By KIM BAXTER
Special to Stephens Media
HONOLULU — As the Honokaa girls basketball team walked through the postgame handshake line with McKinley after the teams’ opening-round game in the Division II HHSAA State Basketball Championships, the Dragons looked like they had endured a prize fight for the previous 32 minutes at the Kalani High School Gym.
Freshman guard Kizzah Maltezo limped with a bare left foot covered in ice after rolling it in the final 90 seconds of the game. Junior guard Shemika Frazier limped with a bare right foot covered in ice after rolling it in the final minute of the third quarter. Senior forward Yvonne Daniels sported a massive ice pack on her right shoulder after falling to the floor in the final minute. And sophomore guard Shayla Ignacio took a pop to the face in the first half and earned a bloody nose (though no foul call), which she stopped with a wad of cotton shoved up her nostril.
Honokaa may have taken some punishment, especially from McKinley’s bruising center Taisha Thomas, who finished with a game-high 20 points. But the Dragons pulled out a gritty 58-48 victory that was much closer than the final score indicated. Honokaa (8-3) advances to the Division II quarterfinals where it will play third-ranked Hawaii Baptist (10-0) on Wednesday. Tipoff is 7 p.m. at Kalani High School.
Whether the Dragons, who reached the quarterfinals last year only to lose to No. 4 Kauai 43-23, can recover in time will be the key to advancing in the 12-team Division II state tournament.
“We got beaten up,” said Honokaa coach James Lukzen. “Hopefully we can heal good. But they’ve got a lot of heart, this team.”
Honokaa was tested early as Thomas powered her way throughout the post early in the first half. She finished with 15 first-half points as the Tigers, the Oahu Interscholastic Association’s third team in the Division II bracket, surged to a 30-25 halftime lead. Her dominance, coupled with Honokaa’s sloppy ballhandling — the team committed 14 first-half turnovers — had the Dragons upset in the halftime locker room.
“We just hated the feeling of losing because we wanted it so badly,” said junior center Hunter Liftee, who was assigned to stop Thomas in the paint.
In the second half, Honokaa adjusted its defense on Thomas, applied more ball pressure to the guard feeding the big center and limited her effectiveness.
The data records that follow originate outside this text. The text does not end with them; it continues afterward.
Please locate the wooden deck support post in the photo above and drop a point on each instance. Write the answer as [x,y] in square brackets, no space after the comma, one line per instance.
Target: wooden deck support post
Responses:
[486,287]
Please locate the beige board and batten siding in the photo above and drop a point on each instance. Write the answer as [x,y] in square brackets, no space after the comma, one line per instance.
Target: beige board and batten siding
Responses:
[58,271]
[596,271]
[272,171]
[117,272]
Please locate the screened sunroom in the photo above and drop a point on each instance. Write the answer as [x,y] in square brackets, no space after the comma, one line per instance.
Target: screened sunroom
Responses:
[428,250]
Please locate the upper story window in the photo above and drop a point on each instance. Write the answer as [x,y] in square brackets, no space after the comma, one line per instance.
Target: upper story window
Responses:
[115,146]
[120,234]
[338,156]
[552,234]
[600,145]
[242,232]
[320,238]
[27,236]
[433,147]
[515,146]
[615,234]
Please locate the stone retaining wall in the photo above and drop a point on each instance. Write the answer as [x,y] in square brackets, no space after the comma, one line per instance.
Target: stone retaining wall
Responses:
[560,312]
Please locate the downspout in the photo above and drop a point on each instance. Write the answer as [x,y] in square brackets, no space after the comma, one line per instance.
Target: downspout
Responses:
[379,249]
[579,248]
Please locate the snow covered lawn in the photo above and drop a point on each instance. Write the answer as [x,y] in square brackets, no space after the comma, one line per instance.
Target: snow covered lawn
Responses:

She scored just five second-half points.
“I did it for the team,” said Liftee, who added she hasn’t guarded any Big Island players as skilled and big as Thomas. “The whole team was counting on me.”
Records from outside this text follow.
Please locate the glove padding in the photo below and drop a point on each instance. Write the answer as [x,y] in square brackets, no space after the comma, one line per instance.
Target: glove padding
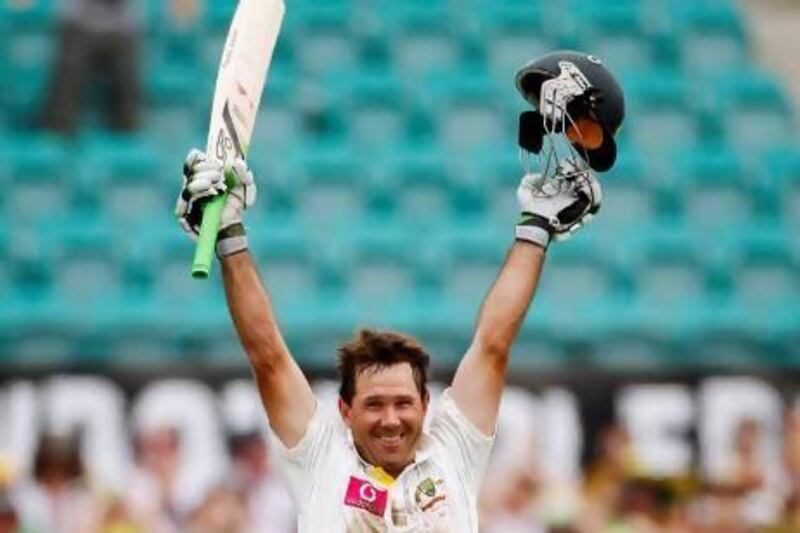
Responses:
[203,179]
[557,208]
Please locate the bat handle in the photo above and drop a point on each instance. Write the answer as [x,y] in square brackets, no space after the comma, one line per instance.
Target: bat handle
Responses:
[207,240]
Yet the Dragons clung to a three-point lead going into the final stanza. That’s when Kamehameha-Hawaii transfer Keana Kaohimaunu showed her experience and leadership. The senior guard exploded for 10 straight points in a 2-minute span to push the lead to double-digits, which Honokaa would never relinquish.
Kaohimaunu finished with a team-high 16 points. Maltezo (13 points) and Liftee (11 points) were the other Dragons in double figures.
“I was waiting,” Lukzen said. “We can play whenever we want. … I was just waiting for them to step up and they did again.”